Great Southern Forest – a transformation in management of our public native forests. See The Full Brief endorsed by over 50 organisations across Australia: www.greatsouthernforest.org.au

The Great Southern Forest proposal is a widely researched, solutions-based initiative for the carbon and biodiversity dense SE NSW native forests. It offers nature-based solutions to critical national and global problems and with great benefit for climate stabilisation, environmental and economic success, increased resilience and biodiversity, regional employment,First Nations participation and social coherence. This new model of forest management is relevant and transferable nationally. Implementation of the proposal can reduce forest fragmentation enabling the connectedness and resilience to withstand and ameliorate a disrupted climate.

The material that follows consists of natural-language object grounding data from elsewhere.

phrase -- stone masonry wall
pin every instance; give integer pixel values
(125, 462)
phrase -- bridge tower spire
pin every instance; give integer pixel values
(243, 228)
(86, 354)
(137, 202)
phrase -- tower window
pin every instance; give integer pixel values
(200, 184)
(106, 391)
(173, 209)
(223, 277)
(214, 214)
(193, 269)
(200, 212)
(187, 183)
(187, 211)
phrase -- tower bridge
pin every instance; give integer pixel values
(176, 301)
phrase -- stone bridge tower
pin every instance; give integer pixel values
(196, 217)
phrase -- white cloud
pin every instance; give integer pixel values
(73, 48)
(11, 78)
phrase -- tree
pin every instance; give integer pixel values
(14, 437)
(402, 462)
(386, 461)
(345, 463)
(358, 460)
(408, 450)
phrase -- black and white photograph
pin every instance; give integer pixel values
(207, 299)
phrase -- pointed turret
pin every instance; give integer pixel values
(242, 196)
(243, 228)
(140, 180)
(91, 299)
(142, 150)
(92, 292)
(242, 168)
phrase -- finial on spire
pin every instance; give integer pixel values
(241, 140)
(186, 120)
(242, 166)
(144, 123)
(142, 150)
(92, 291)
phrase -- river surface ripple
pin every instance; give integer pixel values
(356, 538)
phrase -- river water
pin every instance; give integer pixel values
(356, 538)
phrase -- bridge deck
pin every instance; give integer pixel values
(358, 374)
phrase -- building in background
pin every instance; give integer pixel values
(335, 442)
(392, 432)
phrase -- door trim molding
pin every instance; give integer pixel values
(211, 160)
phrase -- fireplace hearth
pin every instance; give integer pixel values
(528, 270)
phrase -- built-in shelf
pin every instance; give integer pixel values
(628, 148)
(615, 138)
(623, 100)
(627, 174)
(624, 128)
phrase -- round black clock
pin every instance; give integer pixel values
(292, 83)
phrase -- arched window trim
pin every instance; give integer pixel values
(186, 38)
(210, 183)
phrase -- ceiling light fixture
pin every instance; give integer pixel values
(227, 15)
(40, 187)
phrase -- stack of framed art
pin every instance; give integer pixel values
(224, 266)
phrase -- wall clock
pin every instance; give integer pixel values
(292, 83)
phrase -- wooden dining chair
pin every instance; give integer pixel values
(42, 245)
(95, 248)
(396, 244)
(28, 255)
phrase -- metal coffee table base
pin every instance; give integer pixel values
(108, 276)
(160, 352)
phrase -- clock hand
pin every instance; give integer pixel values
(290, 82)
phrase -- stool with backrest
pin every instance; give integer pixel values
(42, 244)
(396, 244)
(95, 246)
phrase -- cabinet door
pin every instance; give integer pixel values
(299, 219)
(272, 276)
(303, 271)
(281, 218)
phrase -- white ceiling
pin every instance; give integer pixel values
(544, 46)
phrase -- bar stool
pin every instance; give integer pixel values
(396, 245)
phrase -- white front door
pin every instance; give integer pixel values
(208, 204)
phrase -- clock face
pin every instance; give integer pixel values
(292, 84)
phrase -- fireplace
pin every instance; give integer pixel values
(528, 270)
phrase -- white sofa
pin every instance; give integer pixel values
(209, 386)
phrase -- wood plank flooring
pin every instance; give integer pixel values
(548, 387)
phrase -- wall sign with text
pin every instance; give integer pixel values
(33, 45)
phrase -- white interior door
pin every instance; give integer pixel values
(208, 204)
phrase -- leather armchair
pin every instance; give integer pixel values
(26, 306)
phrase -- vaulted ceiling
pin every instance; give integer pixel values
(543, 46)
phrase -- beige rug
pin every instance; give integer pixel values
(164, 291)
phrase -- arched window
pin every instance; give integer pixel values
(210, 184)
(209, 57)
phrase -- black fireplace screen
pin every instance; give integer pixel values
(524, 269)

The core of the Great Southern Forest proposalis to reorient management of South East (SE) NSW public native forests from industrial logging to prioritise ecological integrity of our continent, climate stabilisation, water security and carbon sequestration, thereby activating new money and new jobs in the regional economy.

The Great Southern Forest proposal recognises that:

  • forests are vital for homeostatic climate stabilisation of the planet;
  • existing mature plantations can meet Australia’s timber needs;
  • the Regional Forest Agreement’s assumptions and outcomes are clearly outdated in the light of scientific evidence and the recognised importance of forests in climate and water cycles;
  • the present system of management of SE native forests for timber extraction has overseen large environmental, economic, social and employment losses with inestimable damage to soil, water, biodiversity, wildlife, habitat and canopy thus leaving drier, more fire-vulnerable forests.

The Great Southern Forest vision, in a new and ethically responsible way, recognises that public native forests have far more significant values than their present use as a source of wood, that can now be met by plantations. This vision entails changing management of these biodiverse ecosystems from destructive and loss-making logging to prioritising their crucial roles in the climate and water cycles, and to their major contributions to ecosystem services, species diversity and community well-being.

New forest management arrangements can draw on the best current scientific advice, traditional Indigenous knowledge and successful overseas models; train a highly skilled workforce for diverse new regional jobs in forest restoration and adaptation; maximise carbon sequestration and climate mitigation benefits; grow tourism; share the value and respect regional communities have for the beauty and uniqueness of our native forests, and safeguard the conditions for Life for all living creatures. Importantly, this is not a proposal for further reserves although this may be appropriate for some areas.

Great Southern Forest recommends that the NSW and Commonwealth Governments:

  1. Implement an urgent re-orientation of management of public native forests in SE NSW from timber extraction to ecological integrity, climate stabilisation, water security and carbon sequestration;
  2. Cease logging and woodchipping in SE NSW’s state native forests, especially considering the devastation of the 2019-20 bushfires, noting that unlogged forests are more fire resistant;
  3. Enact a full transition to plantations for wood supply;
  4. Terminate the Eden and Southern Regional Forest Agreements, reinstate full Commonwealth environmental protection, and pilot this new model of forest management in SE NSW;
  5. Ensure implementation of a Just Transitions program for SE NSW timber workers;
  6. Extend First Nation’s partnership in custodianship, management and employment;
  7. Prioritise forest preservation and restoration in the 472,753 ha of SE public native State forests.

We acknowledge the traditional custodians of the lands on which we work and live, the Yuin Nation, Wolgalu, Ngarigo, Ngunnawal and Ngambri people(s), and pay our respect to Elders, past, present and emerging.